I finished my RIP Challenge some time back, and have even completed some bonus books. The Gothic appeal, however, still has me in its grip, and I've books on order to continue the compulsion. Yesterday would have been the perfect day to indulge, but I didn't have a Gothicky thing at the moment (waiting on Amazon). Nevertheless, when I got home after lunch, I settled in for a couple of hours of comfort reading, cuddled up with dog, soft throw, and hot tea. Looking out the window, I'd think about how glad I was to be back inside and warm.
Most readers recognize different levels of skill on the part of an author: skill with language, with characterization, and with narration. But of course, all of it is achieved through language. If an author is especially good, I'll re-read sections for the pleasure of seeing a master at work. You do it, too, because in your blogs, you not only mention such passages but frequently quote them as illustration.

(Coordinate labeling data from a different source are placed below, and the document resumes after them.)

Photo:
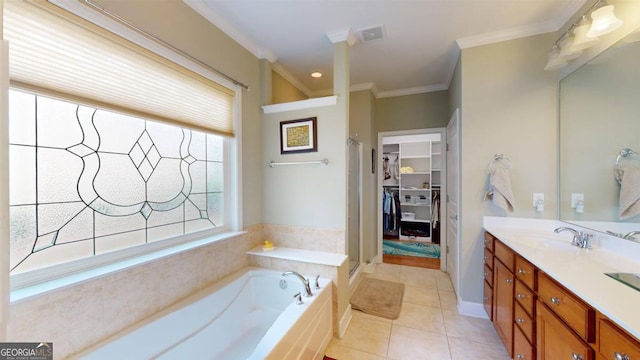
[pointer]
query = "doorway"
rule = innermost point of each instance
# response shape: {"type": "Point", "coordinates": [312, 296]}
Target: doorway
{"type": "Point", "coordinates": [411, 179]}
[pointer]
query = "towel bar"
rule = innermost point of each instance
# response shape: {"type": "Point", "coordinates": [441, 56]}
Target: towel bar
{"type": "Point", "coordinates": [324, 161]}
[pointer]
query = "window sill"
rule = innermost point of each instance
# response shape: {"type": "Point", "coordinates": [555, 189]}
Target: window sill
{"type": "Point", "coordinates": [33, 290]}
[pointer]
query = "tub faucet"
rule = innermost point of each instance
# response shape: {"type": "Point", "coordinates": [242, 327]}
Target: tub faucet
{"type": "Point", "coordinates": [580, 239]}
{"type": "Point", "coordinates": [305, 282]}
{"type": "Point", "coordinates": [632, 235]}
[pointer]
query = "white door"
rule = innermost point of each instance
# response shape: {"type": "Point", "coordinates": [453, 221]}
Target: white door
{"type": "Point", "coordinates": [453, 186]}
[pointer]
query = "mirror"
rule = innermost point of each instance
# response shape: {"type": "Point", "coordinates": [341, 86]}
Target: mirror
{"type": "Point", "coordinates": [599, 117]}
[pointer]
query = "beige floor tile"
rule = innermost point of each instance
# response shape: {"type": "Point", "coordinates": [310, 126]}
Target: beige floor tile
{"type": "Point", "coordinates": [462, 349]}
{"type": "Point", "coordinates": [342, 352]}
{"type": "Point", "coordinates": [415, 276]}
{"type": "Point", "coordinates": [470, 328]}
{"type": "Point", "coordinates": [411, 344]}
{"type": "Point", "coordinates": [421, 296]}
{"type": "Point", "coordinates": [448, 300]}
{"type": "Point", "coordinates": [384, 271]}
{"type": "Point", "coordinates": [367, 333]}
{"type": "Point", "coordinates": [444, 283]}
{"type": "Point", "coordinates": [422, 318]}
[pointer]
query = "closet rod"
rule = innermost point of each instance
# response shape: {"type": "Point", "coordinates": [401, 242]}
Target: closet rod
{"type": "Point", "coordinates": [324, 161]}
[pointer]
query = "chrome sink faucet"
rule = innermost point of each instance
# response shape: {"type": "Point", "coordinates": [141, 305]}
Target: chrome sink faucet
{"type": "Point", "coordinates": [305, 282]}
{"type": "Point", "coordinates": [580, 239]}
{"type": "Point", "coordinates": [632, 235]}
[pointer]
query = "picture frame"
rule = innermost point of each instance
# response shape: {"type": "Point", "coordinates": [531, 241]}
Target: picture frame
{"type": "Point", "coordinates": [298, 136]}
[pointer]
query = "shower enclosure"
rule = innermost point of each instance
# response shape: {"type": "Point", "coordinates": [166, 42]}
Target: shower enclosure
{"type": "Point", "coordinates": [353, 247]}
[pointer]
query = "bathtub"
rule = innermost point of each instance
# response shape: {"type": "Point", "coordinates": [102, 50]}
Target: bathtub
{"type": "Point", "coordinates": [249, 315]}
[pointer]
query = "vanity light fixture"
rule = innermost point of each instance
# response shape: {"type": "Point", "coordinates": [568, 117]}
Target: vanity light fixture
{"type": "Point", "coordinates": [580, 40]}
{"type": "Point", "coordinates": [604, 21]}
{"type": "Point", "coordinates": [582, 35]}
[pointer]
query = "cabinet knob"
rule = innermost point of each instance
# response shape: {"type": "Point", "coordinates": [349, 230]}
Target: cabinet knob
{"type": "Point", "coordinates": [619, 356]}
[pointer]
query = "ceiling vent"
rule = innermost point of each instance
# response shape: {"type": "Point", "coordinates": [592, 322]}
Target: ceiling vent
{"type": "Point", "coordinates": [372, 34]}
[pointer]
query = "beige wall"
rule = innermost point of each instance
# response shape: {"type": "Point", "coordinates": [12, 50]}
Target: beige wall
{"type": "Point", "coordinates": [509, 106]}
{"type": "Point", "coordinates": [408, 112]}
{"type": "Point", "coordinates": [284, 91]}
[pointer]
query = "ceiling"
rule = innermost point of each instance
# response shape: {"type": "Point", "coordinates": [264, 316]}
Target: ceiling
{"type": "Point", "coordinates": [418, 53]}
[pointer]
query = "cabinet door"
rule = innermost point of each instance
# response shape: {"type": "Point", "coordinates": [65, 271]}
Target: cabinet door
{"type": "Point", "coordinates": [503, 288]}
{"type": "Point", "coordinates": [556, 341]}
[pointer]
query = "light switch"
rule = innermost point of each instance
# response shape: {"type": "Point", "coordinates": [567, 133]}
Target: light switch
{"type": "Point", "coordinates": [538, 201]}
{"type": "Point", "coordinates": [577, 199]}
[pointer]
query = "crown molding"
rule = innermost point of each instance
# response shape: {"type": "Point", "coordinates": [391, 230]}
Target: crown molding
{"type": "Point", "coordinates": [344, 35]}
{"type": "Point", "coordinates": [277, 67]}
{"type": "Point", "coordinates": [205, 11]}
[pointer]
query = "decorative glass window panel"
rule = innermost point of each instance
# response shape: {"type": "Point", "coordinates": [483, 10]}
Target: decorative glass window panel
{"type": "Point", "coordinates": [85, 181]}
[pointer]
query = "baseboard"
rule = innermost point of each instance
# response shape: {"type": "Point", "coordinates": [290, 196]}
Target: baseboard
{"type": "Point", "coordinates": [370, 267]}
{"type": "Point", "coordinates": [471, 309]}
{"type": "Point", "coordinates": [344, 322]}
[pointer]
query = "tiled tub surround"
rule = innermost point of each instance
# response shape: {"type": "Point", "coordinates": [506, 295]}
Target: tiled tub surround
{"type": "Point", "coordinates": [316, 239]}
{"type": "Point", "coordinates": [249, 314]}
{"type": "Point", "coordinates": [328, 265]}
{"type": "Point", "coordinates": [579, 270]}
{"type": "Point", "coordinates": [78, 316]}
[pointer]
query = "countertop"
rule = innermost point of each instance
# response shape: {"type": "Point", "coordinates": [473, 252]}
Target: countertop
{"type": "Point", "coordinates": [579, 270]}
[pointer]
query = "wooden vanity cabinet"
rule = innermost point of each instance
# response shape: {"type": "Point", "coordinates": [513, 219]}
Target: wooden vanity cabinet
{"type": "Point", "coordinates": [524, 331]}
{"type": "Point", "coordinates": [615, 343]}
{"type": "Point", "coordinates": [538, 318]}
{"type": "Point", "coordinates": [503, 292]}
{"type": "Point", "coordinates": [487, 296]}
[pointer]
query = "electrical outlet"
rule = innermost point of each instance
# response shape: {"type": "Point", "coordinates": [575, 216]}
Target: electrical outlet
{"type": "Point", "coordinates": [537, 197]}
{"type": "Point", "coordinates": [575, 198]}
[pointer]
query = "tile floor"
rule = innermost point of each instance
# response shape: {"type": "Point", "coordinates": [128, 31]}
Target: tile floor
{"type": "Point", "coordinates": [429, 326]}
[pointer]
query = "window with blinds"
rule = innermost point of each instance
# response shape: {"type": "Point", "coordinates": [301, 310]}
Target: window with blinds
{"type": "Point", "coordinates": [112, 147]}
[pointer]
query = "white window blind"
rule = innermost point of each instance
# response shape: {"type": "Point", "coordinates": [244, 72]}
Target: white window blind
{"type": "Point", "coordinates": [54, 52]}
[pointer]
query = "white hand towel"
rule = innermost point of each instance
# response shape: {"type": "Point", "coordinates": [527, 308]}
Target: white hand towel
{"type": "Point", "coordinates": [629, 192]}
{"type": "Point", "coordinates": [500, 189]}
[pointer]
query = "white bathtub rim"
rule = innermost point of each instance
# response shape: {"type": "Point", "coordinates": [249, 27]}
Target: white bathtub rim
{"type": "Point", "coordinates": [191, 299]}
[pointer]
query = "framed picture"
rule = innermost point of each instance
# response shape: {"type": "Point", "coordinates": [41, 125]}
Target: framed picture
{"type": "Point", "coordinates": [298, 136]}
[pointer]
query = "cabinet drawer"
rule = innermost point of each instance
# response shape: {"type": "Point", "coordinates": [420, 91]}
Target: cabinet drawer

Sometimes we take it a step further and analyze (almost subconsciously) the author's language techniques.
This morning, in reading book-blog, I discovered a review of Francine Prose's (pleasant irony) book Reading Like a Writer. I usually skip this kind of review because I'm not interested in becoming a writer. Kind of silly since I love books about "reading." In a good book about "writing," there is a confluence -- as writers are writing to be read, and as long as the book isn't a formulaic step-by-step-to-becoming-a-better-writer, there is a promise of learning how the author creates what the reader experiences.
Debra's review of Reading Like a Writer and the close reading technique appeals to me. How does Highsmith make a character like Ripley engaging? Read Debra's review (are there others of you who have read the book?), and you may end up adding another title to your TBR list. I did.